Joining Walken ("The Deer Hunter" and "Pennies from Heaven," in which he danced and sang) and Brown (Roundabout's Cabaret) for the Playwrights Horizons production Oct. 1-Nov. 14 are former Side Show Tony Award nominees Emily Skinner and Alice Ripley as Molly Ivors and Mary Jane, respectively, Tony Award-winner Daisy Eagan (grown up now, since her win in The Secret Garden) as Rita and Young Julia, Sally Ann Howes ("Chitty Chitty Bang Bang") as Aunt Julia, Marni Nixon (famous as the singing voice of Audrey Hepburn in the film "My Fair Lady") as Aunt Kate.
The casting was announced Aug. 19. Official opening night is Oct. 28.
The 13-performer company also includes Brian Davies (the original Hero of A Funny Thing Happened...) as Mr. Browne, Stephen Spinella (Angels in America) as Freddy Malins, Paddy Croft (The Prime of Miss Jean Brodie and 1999's Night Must Fall) as Mrs. Malins, Dashiell Eaves (the recent revivals of 1776 and The Sound Music) as Michael, performance artist John Kelly as tenor Bartell D'Arcy and Brooke Sunny Moriber (Parade) as Lily.
Jack Hofsiss (The Elephant Man) will direct the tale of a wife who conjures the past to reveal an aching unhappiness in her marriage. The story, drawn from Joyce's collection, "Dubliners," is set at the Christmas party of Gabriel's music-loving aunts. A song stirs old memories and passions in Gretta. *
Gregory Mosher and Arielle Tepper had hoped to produce a musicalization of James Joyce's story, "The Dead," on Broadway last season, but the planning came too late in the season to raise the necessary funding. The Playwrights Horizons staging is produced "by special arrangement" with Mosher and Tepper.
Designing the Off-Broadway staging are David Jenkins (set), Jane Greenwood (costumes), Jennifer Tipton (lighting) and Scott Lehrer (sound). Orchestrations are by Irish composer Davey, who will share lyric credits with Nelson.
Playwright Nelson has written Two Shakespearean Actors, Some Americans Abroad, New England, Goodnight Children Everywhere and the libretto of Chess,, among other plays.
The song sung at the holiday party revives Gretta buried memories of a boy she loved as a teenager and who died young. As Gabriel listens to Gretta relate the tale of her early love, he realizes a man he never knew has had a grip on his wife's imagination for years. Gabriel grapples with the revelation that the dead -- even the unknown dead -- never release their hold on the living.

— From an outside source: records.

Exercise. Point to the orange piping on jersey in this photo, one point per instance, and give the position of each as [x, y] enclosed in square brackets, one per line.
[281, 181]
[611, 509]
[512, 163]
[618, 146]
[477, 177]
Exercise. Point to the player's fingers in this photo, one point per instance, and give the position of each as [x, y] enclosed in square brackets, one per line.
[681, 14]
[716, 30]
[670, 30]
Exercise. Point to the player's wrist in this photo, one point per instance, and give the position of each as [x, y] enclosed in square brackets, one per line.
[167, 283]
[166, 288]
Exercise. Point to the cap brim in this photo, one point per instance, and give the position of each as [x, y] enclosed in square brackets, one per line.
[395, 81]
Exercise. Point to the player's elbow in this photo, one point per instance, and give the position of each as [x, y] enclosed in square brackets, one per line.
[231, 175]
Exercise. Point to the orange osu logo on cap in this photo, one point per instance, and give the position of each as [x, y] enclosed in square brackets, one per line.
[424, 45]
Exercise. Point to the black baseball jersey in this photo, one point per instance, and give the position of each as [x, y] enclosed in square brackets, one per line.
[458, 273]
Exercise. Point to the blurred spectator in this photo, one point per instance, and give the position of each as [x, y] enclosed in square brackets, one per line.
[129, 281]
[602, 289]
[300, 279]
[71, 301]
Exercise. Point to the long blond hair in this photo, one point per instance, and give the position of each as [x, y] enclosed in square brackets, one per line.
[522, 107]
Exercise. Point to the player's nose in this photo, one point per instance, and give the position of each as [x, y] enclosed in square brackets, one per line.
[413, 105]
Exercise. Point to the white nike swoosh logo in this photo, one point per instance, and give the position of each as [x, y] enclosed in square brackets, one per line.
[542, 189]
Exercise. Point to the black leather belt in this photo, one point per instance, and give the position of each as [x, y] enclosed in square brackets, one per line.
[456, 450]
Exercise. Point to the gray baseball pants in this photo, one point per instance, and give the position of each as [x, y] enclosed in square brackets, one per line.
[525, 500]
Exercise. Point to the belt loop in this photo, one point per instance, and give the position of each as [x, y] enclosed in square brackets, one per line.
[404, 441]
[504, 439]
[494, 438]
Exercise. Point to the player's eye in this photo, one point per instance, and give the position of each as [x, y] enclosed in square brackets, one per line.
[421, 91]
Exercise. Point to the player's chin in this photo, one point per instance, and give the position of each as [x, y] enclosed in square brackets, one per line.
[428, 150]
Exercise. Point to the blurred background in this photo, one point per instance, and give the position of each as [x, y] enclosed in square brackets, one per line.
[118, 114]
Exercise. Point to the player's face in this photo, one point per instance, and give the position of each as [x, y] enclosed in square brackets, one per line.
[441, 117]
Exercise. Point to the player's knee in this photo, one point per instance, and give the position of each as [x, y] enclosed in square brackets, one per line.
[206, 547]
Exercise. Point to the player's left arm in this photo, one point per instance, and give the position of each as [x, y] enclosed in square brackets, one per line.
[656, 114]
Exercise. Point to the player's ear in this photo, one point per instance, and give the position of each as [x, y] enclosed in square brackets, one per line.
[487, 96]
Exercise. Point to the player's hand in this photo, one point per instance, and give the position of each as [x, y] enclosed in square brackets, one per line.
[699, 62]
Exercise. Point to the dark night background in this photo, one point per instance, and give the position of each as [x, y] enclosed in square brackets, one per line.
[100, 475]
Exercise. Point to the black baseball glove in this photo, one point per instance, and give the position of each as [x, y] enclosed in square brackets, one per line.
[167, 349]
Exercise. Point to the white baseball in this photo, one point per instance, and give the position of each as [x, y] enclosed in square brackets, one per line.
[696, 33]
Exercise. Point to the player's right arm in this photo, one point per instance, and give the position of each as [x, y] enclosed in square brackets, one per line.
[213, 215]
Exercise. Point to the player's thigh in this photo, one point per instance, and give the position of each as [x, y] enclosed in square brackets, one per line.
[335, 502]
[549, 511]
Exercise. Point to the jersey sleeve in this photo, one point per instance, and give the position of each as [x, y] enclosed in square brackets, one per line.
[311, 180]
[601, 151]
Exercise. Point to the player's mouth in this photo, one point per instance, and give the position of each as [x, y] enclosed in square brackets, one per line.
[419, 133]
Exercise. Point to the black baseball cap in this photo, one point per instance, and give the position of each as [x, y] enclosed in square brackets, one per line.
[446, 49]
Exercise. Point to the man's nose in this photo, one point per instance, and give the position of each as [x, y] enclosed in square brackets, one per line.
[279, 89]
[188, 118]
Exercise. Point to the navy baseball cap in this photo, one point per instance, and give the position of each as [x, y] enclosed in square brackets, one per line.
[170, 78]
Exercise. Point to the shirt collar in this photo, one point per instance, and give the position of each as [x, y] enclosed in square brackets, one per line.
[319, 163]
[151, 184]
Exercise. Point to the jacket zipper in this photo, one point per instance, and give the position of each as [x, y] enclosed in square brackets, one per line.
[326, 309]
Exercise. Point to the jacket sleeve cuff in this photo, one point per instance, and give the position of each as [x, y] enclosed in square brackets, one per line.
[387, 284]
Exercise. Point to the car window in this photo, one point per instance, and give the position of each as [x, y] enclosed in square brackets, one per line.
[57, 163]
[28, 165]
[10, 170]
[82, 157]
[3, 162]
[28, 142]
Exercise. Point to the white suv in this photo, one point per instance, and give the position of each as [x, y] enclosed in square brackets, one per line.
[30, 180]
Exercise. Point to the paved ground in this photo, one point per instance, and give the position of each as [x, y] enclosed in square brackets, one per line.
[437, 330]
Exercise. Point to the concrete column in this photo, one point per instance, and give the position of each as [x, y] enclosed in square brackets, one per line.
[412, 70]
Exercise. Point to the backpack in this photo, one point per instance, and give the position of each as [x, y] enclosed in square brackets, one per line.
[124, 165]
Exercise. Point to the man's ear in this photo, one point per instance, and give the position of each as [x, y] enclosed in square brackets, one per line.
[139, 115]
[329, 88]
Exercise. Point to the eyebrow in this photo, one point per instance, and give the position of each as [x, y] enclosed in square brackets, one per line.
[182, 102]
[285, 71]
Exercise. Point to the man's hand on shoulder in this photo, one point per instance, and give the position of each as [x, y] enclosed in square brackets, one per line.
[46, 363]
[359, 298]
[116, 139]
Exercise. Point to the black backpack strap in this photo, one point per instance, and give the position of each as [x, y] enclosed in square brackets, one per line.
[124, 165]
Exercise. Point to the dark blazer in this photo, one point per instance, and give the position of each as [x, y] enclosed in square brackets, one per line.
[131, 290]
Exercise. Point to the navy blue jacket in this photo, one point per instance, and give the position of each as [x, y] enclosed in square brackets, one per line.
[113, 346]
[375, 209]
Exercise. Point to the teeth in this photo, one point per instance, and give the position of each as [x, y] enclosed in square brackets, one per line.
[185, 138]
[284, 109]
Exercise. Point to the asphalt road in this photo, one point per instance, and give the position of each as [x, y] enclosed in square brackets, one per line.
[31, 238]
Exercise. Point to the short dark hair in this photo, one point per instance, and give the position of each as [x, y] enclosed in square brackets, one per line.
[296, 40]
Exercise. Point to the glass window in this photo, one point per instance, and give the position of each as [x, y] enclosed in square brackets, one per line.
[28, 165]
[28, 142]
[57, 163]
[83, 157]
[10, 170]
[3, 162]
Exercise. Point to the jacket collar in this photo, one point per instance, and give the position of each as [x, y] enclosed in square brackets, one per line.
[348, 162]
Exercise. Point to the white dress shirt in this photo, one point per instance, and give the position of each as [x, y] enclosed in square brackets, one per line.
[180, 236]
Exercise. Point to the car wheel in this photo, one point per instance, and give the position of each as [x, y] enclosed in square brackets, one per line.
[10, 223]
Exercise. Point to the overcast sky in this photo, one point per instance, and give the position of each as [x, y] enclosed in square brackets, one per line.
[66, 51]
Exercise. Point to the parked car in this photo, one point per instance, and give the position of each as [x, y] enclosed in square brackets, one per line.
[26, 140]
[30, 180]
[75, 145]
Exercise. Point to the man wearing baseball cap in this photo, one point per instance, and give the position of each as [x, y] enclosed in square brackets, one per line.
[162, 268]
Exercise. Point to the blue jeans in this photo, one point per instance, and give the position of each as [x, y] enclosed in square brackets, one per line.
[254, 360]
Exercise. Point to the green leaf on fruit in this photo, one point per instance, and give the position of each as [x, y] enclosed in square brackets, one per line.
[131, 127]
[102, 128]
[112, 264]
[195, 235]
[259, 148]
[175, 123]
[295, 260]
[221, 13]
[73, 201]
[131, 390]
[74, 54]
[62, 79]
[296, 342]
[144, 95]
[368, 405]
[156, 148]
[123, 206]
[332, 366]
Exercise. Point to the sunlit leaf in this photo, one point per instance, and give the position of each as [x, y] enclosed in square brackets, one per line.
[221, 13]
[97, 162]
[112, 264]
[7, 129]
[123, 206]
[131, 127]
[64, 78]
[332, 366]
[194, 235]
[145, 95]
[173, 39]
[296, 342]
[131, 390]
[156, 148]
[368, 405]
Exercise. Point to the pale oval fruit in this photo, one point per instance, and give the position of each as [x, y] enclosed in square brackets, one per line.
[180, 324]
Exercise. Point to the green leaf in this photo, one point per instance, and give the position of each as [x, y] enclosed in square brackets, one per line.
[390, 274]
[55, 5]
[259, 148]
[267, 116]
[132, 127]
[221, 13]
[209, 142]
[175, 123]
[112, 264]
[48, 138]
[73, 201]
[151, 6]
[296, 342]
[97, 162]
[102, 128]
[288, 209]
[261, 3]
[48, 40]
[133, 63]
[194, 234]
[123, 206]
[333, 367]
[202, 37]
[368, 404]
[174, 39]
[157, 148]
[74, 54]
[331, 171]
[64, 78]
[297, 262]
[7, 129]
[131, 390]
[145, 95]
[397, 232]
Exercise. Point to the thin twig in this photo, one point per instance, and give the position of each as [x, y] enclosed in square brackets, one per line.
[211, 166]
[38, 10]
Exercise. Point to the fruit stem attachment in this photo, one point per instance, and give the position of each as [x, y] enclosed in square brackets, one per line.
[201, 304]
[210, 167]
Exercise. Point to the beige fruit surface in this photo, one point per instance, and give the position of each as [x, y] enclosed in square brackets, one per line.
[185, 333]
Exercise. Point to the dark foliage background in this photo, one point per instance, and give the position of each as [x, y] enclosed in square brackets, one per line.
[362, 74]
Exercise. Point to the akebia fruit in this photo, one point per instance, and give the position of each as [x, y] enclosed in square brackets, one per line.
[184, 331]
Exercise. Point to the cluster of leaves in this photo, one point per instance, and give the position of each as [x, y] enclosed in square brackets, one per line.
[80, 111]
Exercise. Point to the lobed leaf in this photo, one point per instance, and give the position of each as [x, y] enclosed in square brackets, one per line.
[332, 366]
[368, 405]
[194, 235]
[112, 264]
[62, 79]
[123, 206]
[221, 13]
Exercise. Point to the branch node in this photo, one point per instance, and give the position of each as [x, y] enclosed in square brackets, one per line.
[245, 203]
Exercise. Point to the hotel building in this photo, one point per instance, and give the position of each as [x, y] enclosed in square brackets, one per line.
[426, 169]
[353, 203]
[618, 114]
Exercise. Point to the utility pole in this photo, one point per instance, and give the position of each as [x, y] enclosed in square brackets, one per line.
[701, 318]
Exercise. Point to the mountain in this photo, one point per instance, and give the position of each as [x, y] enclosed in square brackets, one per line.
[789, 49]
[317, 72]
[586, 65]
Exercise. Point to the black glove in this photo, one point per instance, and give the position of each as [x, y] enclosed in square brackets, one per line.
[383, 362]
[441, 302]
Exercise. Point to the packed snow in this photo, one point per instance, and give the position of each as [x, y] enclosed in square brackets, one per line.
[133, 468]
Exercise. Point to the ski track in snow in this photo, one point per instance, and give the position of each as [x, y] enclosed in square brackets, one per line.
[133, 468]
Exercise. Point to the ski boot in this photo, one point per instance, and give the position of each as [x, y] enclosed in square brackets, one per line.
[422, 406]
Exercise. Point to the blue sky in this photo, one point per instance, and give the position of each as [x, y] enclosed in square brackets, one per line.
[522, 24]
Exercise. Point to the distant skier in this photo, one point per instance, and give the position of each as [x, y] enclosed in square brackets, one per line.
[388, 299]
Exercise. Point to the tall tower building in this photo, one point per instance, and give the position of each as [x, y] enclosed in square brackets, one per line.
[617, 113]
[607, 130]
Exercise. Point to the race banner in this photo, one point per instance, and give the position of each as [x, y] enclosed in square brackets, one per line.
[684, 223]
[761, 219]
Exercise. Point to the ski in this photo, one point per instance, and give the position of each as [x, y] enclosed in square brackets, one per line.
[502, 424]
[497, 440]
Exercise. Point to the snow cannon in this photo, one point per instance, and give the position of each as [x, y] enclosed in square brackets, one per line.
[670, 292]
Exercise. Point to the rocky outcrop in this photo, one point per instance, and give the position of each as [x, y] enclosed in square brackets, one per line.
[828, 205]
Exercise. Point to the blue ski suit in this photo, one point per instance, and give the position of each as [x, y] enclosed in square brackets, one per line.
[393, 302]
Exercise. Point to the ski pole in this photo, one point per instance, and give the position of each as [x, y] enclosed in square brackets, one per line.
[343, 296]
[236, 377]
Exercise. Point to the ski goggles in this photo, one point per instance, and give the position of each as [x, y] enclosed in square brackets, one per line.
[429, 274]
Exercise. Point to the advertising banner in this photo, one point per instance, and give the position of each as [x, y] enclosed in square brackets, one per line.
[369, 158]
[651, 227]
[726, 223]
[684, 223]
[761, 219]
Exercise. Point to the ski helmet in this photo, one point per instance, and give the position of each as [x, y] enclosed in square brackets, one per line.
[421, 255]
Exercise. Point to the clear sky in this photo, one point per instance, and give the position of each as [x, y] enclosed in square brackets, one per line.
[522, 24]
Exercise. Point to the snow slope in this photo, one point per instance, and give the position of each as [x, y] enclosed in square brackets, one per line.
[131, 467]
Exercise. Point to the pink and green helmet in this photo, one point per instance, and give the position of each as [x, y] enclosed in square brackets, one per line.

The story was made into a film in 1987, starring Angelica Huston and the recently deceased Donal McCann, under the direction of John Huston (the film was Huston's last).
As in the film, the theatre piece will feature singing and dancing, though Mosher is reluctant to call The Dead a musical. He told Playbill On Line earlier in 1999 that he refers to the piece as a "play with music." A spokesperson for the show said "musical play" is accurate, too: Characters don't just sing presentational Irish tunes, there are character-specific songs.
Among Davey's songs is a number for Gretta, telling the story of her lost love. The final song of the evening maps the course of Joyce's story's famous last paragraph.